"Rue Mexico" - Simone Buchholz
Chastity Riley, procureure à Hambourg, secondée par son collègue Ivo Stepanovic, est chargée de l’enquête, qui les amène à Brême. Ils y découvrent l’emprise sur les trafics en tous genres d’une organisation criminelle opaque et particulièrement violente. Les Mahallami sont une minorité ethnique de Turquie, descendants de tribus guerrières chargées de défendre une partie de l'empire ottoman. Leur clan, auquel appartenait la victime, est parfaitement hermétique, et sa dangerosité semble le rendre invincible. Les enfants y sont élevés dans l'habitude de l'extrême violence dès le plus jeune âge. Les femmes, soumises à la volonté des hommes, y sont muselées, et mariées de force. C’est une communauté qui a la particularité de ne rire jamais, dont les règlements de comptes intestins, toujours très sanglants, dépassent une police disposant de moins en moins de moyens.
Trouver, dans ce contexte, l’assassin de Nouri Saroukhan, renié par les siens, va s’avérer aussi compliqué que périlleux, les enquêteurs devant se colleter tantôt avec des Mahallami franchement hostiles, tantôt avec des zélotes du monde de la finance ayant érigé le fric et les signes extérieurs de richesse au rang de Dieux, et qui ne suscitent pas davantage de sympathie.
Chastity Riley est la narratrice, héroïne mémorable et atypique, qui vit dans un entre-deux permanent -on lui confie des affaires quand personne d'autre n'a le temps de s'en occuper-. Elle est toujours épuisée, boit beaucoup trop et ne prend pas soin de son apparence, mais cela ne l’empêche pas d’être percutante, inventive et toujours sur le pont. Elle nous livre sa parole en toute spontanéité, avec une familiarité souvent drôle. Le flux de ses pensées, constitué de considérations tantôt blasées, tantôt rigolardes, mais toujours lucides, est empreint d’un humour désabusé et d’un grand sens de l’autodérision.
Ses déambulations urbaines nous amènent dans les quartiers délaissés de Hambourg où la décrépitude flétrit autant les murs que les habitants. Tout au long du roman, ville et personnages se mettent à l’unisson, se calquant sur les mêmes rythmes, atmosphère et état d’esprit s’interpénétrant.

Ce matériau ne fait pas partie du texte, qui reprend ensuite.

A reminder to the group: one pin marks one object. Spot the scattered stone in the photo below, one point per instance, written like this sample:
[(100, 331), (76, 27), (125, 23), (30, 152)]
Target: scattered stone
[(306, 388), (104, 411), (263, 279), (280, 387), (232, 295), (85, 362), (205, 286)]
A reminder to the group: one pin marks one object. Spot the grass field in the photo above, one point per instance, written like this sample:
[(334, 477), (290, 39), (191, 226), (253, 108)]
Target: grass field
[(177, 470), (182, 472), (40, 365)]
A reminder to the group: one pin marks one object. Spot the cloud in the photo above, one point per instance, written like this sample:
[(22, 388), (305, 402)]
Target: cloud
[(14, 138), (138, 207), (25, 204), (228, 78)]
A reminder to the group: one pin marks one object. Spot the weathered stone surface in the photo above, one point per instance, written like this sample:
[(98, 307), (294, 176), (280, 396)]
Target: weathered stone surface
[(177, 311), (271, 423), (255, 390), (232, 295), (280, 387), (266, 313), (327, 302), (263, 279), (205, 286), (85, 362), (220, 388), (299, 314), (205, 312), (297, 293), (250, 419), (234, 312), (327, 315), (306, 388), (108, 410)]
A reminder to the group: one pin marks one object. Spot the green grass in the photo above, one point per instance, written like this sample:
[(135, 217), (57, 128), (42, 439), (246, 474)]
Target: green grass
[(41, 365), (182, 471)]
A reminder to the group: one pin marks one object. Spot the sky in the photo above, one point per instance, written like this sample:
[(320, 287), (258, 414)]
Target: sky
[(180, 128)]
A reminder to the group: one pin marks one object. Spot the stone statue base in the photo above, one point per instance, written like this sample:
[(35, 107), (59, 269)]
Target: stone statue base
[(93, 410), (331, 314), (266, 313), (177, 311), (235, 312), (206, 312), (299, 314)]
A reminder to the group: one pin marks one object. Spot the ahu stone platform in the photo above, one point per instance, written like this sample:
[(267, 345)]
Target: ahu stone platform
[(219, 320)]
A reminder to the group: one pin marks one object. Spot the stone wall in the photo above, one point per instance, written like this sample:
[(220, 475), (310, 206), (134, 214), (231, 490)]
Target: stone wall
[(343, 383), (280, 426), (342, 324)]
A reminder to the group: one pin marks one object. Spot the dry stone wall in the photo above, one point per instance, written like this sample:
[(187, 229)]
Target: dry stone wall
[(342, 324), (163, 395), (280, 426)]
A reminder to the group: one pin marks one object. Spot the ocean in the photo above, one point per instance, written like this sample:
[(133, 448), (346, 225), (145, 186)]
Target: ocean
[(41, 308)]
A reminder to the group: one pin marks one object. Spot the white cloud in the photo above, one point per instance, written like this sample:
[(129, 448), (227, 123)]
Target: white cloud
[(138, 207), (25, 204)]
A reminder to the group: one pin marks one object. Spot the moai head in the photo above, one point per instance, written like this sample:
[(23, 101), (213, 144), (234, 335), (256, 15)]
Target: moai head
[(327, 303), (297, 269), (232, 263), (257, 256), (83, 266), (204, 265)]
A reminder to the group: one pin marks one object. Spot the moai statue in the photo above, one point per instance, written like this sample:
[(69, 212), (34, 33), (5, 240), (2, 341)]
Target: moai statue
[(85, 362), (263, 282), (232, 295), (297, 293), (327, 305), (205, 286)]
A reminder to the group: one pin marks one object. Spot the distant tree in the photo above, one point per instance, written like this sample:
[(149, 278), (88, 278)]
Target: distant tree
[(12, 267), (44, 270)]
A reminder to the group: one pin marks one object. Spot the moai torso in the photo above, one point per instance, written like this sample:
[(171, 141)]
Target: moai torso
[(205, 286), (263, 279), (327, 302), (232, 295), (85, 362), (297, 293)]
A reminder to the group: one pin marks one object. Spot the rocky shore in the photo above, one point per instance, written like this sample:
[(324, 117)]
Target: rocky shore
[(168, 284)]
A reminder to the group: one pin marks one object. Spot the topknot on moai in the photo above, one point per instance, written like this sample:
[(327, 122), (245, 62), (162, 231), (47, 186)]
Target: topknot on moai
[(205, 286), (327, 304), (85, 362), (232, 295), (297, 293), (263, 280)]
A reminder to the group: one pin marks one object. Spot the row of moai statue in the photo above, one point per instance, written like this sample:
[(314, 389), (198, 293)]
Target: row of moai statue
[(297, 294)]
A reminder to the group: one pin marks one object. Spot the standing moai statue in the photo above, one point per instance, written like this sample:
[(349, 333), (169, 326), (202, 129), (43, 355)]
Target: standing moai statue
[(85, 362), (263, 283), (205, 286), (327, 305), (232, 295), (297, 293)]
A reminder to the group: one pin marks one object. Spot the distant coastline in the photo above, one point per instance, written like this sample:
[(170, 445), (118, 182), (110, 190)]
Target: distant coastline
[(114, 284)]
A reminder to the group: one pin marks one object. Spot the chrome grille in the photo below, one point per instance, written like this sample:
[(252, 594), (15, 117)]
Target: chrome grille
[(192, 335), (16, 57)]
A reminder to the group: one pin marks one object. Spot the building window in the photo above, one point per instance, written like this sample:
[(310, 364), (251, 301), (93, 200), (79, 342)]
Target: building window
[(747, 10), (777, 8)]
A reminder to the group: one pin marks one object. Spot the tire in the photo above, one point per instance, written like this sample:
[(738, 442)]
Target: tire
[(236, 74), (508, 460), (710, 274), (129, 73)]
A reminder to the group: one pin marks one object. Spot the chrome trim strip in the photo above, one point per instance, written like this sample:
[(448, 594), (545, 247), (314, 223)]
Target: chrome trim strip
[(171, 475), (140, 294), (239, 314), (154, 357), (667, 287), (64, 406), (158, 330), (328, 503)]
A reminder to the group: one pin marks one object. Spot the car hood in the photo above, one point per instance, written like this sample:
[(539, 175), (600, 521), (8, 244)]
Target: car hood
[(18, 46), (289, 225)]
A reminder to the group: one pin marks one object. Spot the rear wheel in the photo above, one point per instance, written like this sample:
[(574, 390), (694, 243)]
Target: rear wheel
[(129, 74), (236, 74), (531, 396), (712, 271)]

"C’était comme si les bâtiments s’écroulaient sur les gens. Un, deux cubes colossaux, carrés gigantesques, tous morts. Des architectes sous speed ont voulu jouer à Tetris mais ont perdu le contrôle. Ici et là, monstrueux, des blocs de béton lavé et d’acier ; dans les années 60 et 70 du siècle dernier, ils étaient blancs et brillants – depuis, la lumière s’écaille par grosses plaques.
Partout des fissures.
Commentaires
C'est vrai que c'est atypique, comme polar. La voix de l'héroïne, en tous cas dans celui-là, y prend beaucoup de place, et ça m'a bien plu. Le ton est également très singulier, entre noirceur et dérision.